We present an Expectation-Maximization (EM) Regularized Deep Learning (EMReDL) model for the weakly supervised tumor segmentation. The proposed framework was tailored to glioblastoma, a type of malignant tumor characterized by its diffuse infiltration into the surrounding brain tissue, which poses significant challenge to treatment target and tumor burden estimation based on conventional structural MRI. Although physiological MRI can provide more specific information regarding tumor infiltration, the relatively low resolution hinders a precise full annotation. This has motivated us to develop a weakly supervised deep learning solution that exploits the partial labelled tumor regions. EMReDL contains two components: a physiological prior prediction model and EM-regularized segmentation model. The physiological prior prediction model exploits the physiological MRI by training a classifier to generate a physiological prior map. This map was passed to the segmentation model for regularization using the EM algorithm.

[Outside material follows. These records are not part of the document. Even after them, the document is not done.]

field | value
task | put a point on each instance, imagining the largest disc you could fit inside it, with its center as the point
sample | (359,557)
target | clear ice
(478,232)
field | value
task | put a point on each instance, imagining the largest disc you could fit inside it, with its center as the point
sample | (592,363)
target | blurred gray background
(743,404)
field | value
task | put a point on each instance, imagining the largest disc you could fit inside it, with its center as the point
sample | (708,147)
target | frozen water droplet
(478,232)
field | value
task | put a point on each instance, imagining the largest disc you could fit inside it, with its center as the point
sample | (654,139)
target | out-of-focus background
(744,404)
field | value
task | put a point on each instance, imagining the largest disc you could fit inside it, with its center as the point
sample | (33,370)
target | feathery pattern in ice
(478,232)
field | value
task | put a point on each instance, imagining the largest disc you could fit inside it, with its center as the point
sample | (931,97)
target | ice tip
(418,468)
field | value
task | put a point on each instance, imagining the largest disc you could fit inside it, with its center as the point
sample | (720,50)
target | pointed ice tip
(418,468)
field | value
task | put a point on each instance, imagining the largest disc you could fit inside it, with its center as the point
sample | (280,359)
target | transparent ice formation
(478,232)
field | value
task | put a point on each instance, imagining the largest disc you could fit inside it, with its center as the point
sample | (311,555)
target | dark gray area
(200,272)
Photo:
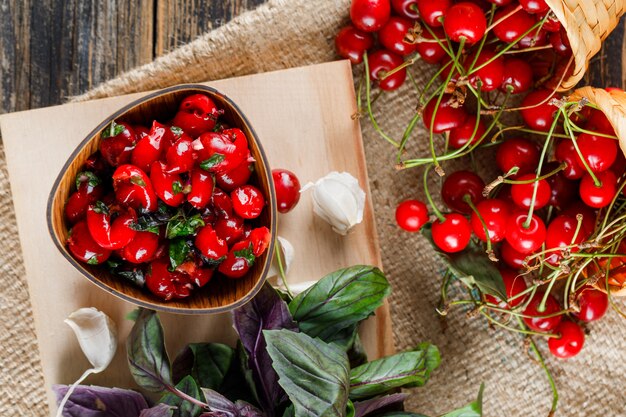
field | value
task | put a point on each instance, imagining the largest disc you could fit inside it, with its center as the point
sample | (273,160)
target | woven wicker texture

We evaluated the model on a glioblastoma dataset with the available pre-operative multiparametric MRI and recurrence MRI. EMReDL was shown to effectively segment the infiltrated tumor from the partially labelled region of potential infiltration. The segmented core and infiltrated tumor showed high consistency with the tumor burden labelled by experts. The performance comparison showed that EMReDL achieved higher accuracy than published state-of-the-art models. On MR spectroscopy, the segmented region showed more aggressive features than other partial labelled region. The proposed model can be generalized to other segmentation tasks with partial labels, with the CNN architecture flexible in the framework.